ROMA, 7 aprile (Reuters) - Electrolux non prevede fino al 2017 nessun esubero nei suoi quattro stabilimenti italiani grazie alla proroga della solidarietà e agli sgravi garantiti dal governo per questa tipologia contrattuale.

E' quanto è emerso al termine della riunione sulla vertenza Electrolux al ministero Sviluppo economico fra governo, sindacato e regioni.

"Il buon dato di partenza è che, fino al 2017, non ci saranno esuberi.

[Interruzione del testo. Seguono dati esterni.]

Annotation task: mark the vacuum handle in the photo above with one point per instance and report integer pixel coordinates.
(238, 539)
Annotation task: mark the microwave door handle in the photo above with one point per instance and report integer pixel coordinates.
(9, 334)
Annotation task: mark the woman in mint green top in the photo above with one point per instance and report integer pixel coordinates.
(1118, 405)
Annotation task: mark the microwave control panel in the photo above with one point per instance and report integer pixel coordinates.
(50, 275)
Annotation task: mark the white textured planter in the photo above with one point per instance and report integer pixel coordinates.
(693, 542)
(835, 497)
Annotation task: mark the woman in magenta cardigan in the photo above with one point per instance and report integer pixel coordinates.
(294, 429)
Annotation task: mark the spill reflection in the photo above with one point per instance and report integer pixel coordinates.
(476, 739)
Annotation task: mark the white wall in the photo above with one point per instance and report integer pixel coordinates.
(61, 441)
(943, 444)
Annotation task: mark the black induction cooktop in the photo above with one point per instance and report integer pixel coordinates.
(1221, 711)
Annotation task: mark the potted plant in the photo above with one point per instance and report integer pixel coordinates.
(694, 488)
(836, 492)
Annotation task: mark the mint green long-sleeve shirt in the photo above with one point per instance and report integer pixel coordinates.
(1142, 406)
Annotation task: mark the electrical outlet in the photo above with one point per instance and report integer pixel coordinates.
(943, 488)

Ed è una prospettiva su cui ragionare", ha annunciato il presidente della Regione Veneto, Luca Zaia, aggiungendo che l'azienda ha anche confermato "nuove produzioni innovative" nei siti italiani.

"L'azienda si è impegnata a non licenziare, a proseguire il dialogo con il sindacato e a non intaccare i salari", ha riferito una fonte di Electrolux.

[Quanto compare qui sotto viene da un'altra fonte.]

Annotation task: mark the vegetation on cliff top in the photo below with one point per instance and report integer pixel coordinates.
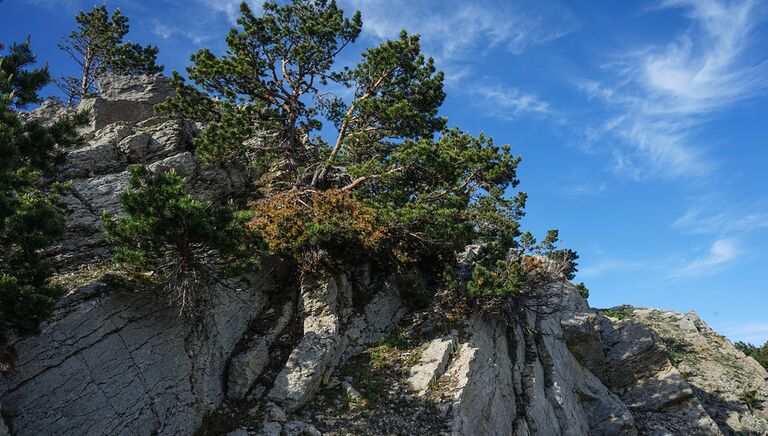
(30, 214)
(392, 184)
(97, 47)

Il ministro dello Sviluppo, Federica Guidi, ha confermato che fino al termine del piano industriale da 150 milioni, che scade nel 2017, non ci saranno licenziamenti né esuberi: "Il governo è pronto a fare la sua parte sia in termini di decontribuzione sia per la sua quota parte di investimenti ma dopo che sindacati e azienda avranno trovato l'accordo. Da parte nostra si tratterà di facilitarlo".

Il governo ha stanziato 15 milioni annui per la decontribuzione dei contratti di solidarietà, come chiesto dall'azienda, mentre Electrolux e sindacati hanno trovato la scorsa settimana l'accordo per prorogare i contratti di solidarietà già in essere e in scadenza nei quattro siti. Zaia ha detto che gli sgravi "sono un buon inizio", poi ci sarà anche l'intervento finanziario delle regioni e l'utilizzo dei fondi comunitari per la formazione.